Now, the first thing I noticed was the port. It used a TP port, while my working box uses a MII port. Does that mean the cables are incompatible? Maybe I need something special to connect to the router?

Then there's the PHYAD: 0 thing. man says, if I remember correctly, that it stands for physical address? My working box has PHYAD: 32. Is that important?

Then, there's wake-on. My working box has this set to d, which seemingly ignores all possible wake-on it receives. I have no idea what the one the new box has means (Wake on MagicPacket(tm)) so I don't know if I should change it.

The last difference is the current message level, which on my working box is 7. I'm thinking this is not important, but I thought I'd throw it in there anyway.

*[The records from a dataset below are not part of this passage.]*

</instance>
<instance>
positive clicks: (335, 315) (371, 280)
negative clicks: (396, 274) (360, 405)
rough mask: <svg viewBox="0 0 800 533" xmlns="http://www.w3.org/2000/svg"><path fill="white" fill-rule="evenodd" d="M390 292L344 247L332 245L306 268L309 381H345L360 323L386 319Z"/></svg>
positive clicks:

So...any good ideas for me?

----------

## arnvidr

Am I allowed a bump? Maybe it's easier to get people to read the thread if I post a new thread with the latest (although a week old now) info?

----------

## cyrillic

Try adding "acpi=off" to the kernel line when you boot.

I have found some motherboards and some network cards are very picky when it comes to IRQ assignments.

----------

## arnvidr

Tried that, both stand-alone and together with turning it off in the BIOS, and no apparent change.  :Sad: 

Any have the expertise to comment on the ethtool output I posted above?

----------